Any time someone asks "how do I page through all the rows of a table in 
CQL3?", the standard answer is token() and limit.  But as you point out, 
this method will often miss some data from wide rows.

Maybe a Cassandra expert will chime in if we're wrong.

Your suggestion is possible if you know how to find the previous value 
of 'name' field (and are willing to filter out repeated rows), but 
wouldn't that be difficult/impossible with some keys?  So then, is there 
a way to do paging queries that get ALL of the rows, even in wide rows?
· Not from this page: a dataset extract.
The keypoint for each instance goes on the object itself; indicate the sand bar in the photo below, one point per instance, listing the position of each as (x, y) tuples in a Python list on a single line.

On 08/13/2013 02:46 PM, Jan Algermissen wrote:
> HI,
>
> ok, so I found token() [1], and that it is an option for paging through randomly partitioned
data.
>
> I take it that combining token() and LIMIT is the CQL3 idiom for paging (set aside the
fact that one shouldn't raelly want to page and use C*)
>
> Now, when I page through a CF with wide rows, limitting each 'page' to, for example,
100 I end up in situations where not all 'sub'rows that have the same result for token() are
returned because LIMIT chops off the result after 100 'sub'rows, not neccessarily at the boundary
to the next wide row.
>
> Obvious ... but inconvenient.
>
> The solution would be to throw away the last token returned (because it's wide row could
have been chopped off) and do the next query with the token before.
>
> So instead of doing
>
>       SELECT * FROM users WHERE token(name) > token(last-name-of-prev-result) LIMIT
100;
>
> I'd be doing
>
>      SELECT * FROM users WHERE token(name) > token(one-befoe-the-last-name-of-prev-result)
LIMIT 100;
>
>
> Question: Is that what I have to do or is there a way to make token() and limit work
together to return complete wide rows?
>
>
> Jan
>
>
>
> [1] token() and how it relates to paging is actually quite hard to grasp from the docs.